La petite pharmacie du Marineland d’Antibes

La petite pharmacie du Marineland d’Antibes sert d’abord à soigner les dauphins et les orques des innombrables maladies nosocomiales que leur confinement dans une fosse d’eau malsaine rend fréquentes.
Les morsures en râteau infligés par d’autres détenus, les mycoses, les toxémies fulgurantes, les pneumonies, les très rares bacilles pyocyaniques dont mourut l’orque Sharkane à Antibes, les torsions de l’intestins, les cancers de la prostate ne représentent qu’une infime partie de ces maux étranges qui ne frappent que les captifs.

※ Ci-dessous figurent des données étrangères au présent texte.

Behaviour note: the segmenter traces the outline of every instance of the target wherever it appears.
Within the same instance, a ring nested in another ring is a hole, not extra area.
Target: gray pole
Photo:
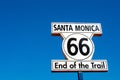
[[[78,72],[78,80],[83,80],[83,73],[82,72]]]

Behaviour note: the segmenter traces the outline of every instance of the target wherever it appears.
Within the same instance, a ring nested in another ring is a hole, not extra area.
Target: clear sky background
[[[84,80],[120,79],[119,0],[0,0],[0,80],[77,80],[51,72],[52,59],[65,59],[51,22],[101,23],[93,59],[107,59],[109,71],[84,72]]]

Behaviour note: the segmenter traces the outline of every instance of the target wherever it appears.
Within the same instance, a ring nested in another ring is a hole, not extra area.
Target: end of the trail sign
[[[52,71],[70,72],[106,72],[108,71],[107,60],[52,60]]]
[[[107,60],[92,60],[95,51],[92,37],[102,35],[101,23],[52,22],[51,34],[63,38],[62,51],[67,59],[52,60],[51,71],[108,71]]]

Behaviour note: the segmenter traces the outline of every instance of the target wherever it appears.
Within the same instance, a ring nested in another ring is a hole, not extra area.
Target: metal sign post
[[[78,80],[83,80],[83,73],[82,72],[78,72]]]

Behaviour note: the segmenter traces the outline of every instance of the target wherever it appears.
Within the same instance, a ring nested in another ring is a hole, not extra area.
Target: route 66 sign
[[[101,35],[100,23],[51,24],[53,35],[63,37],[62,50],[68,60],[90,60],[94,53],[93,35]]]
[[[102,35],[100,23],[52,22],[51,33],[62,36],[62,51],[67,60],[52,60],[52,71],[108,71],[107,60],[91,60],[93,36]]]

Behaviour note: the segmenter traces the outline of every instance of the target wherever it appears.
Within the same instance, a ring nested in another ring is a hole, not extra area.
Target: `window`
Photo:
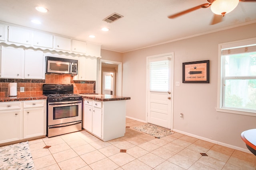
[[[256,39],[220,47],[218,109],[256,116]]]
[[[149,59],[150,90],[169,91],[170,57],[158,57]]]

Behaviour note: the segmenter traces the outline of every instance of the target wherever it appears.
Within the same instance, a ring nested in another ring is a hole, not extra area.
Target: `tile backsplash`
[[[0,78],[0,96],[8,96],[8,85],[10,82],[17,82],[17,95],[42,95],[43,84],[73,84],[75,94],[95,92],[95,81],[73,80],[72,76],[46,74],[45,80],[14,79]],[[20,87],[24,87],[25,92],[20,92]]]

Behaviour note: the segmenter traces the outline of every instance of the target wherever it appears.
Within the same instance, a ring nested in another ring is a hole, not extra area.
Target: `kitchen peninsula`
[[[83,129],[104,141],[124,135],[126,100],[130,97],[79,94],[83,98]]]

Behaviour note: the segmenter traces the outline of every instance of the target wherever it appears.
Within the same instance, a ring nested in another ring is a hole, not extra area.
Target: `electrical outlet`
[[[20,92],[25,92],[25,87],[20,87]]]
[[[180,114],[180,119],[183,119],[184,117],[184,115],[183,115],[183,114],[182,113]]]

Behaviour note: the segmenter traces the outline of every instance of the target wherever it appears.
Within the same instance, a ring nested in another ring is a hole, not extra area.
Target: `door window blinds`
[[[170,81],[169,66],[170,58],[158,57],[148,60],[150,90],[168,92]]]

Il y a les blessures de l’âme, aussi. Comment faire pour qu’un dauphin, né pour le grand large, ne devienne pas fou au fond d’une piscine ? Comment faire pour lui rendre sa bonne humeur ou calmer ses angoisses ? Là, encore, les remèdes des gentils soigneurs et des vétérinaires sont variés.

Et puis ça se reproduit, les dauphins ! Mais pas toujours au bon moment ni au rythme que l’on voudrait. Dans ce domaine, malheureusement, autant l’insémination artificielle des orques immatures a fait des bonds de géant, autant les moyens contraceptifs sont restés dans l’enfance. Après tout, les cétacés sont là pour faire des gosses et renouveler le cheptel des cirques aquatiques !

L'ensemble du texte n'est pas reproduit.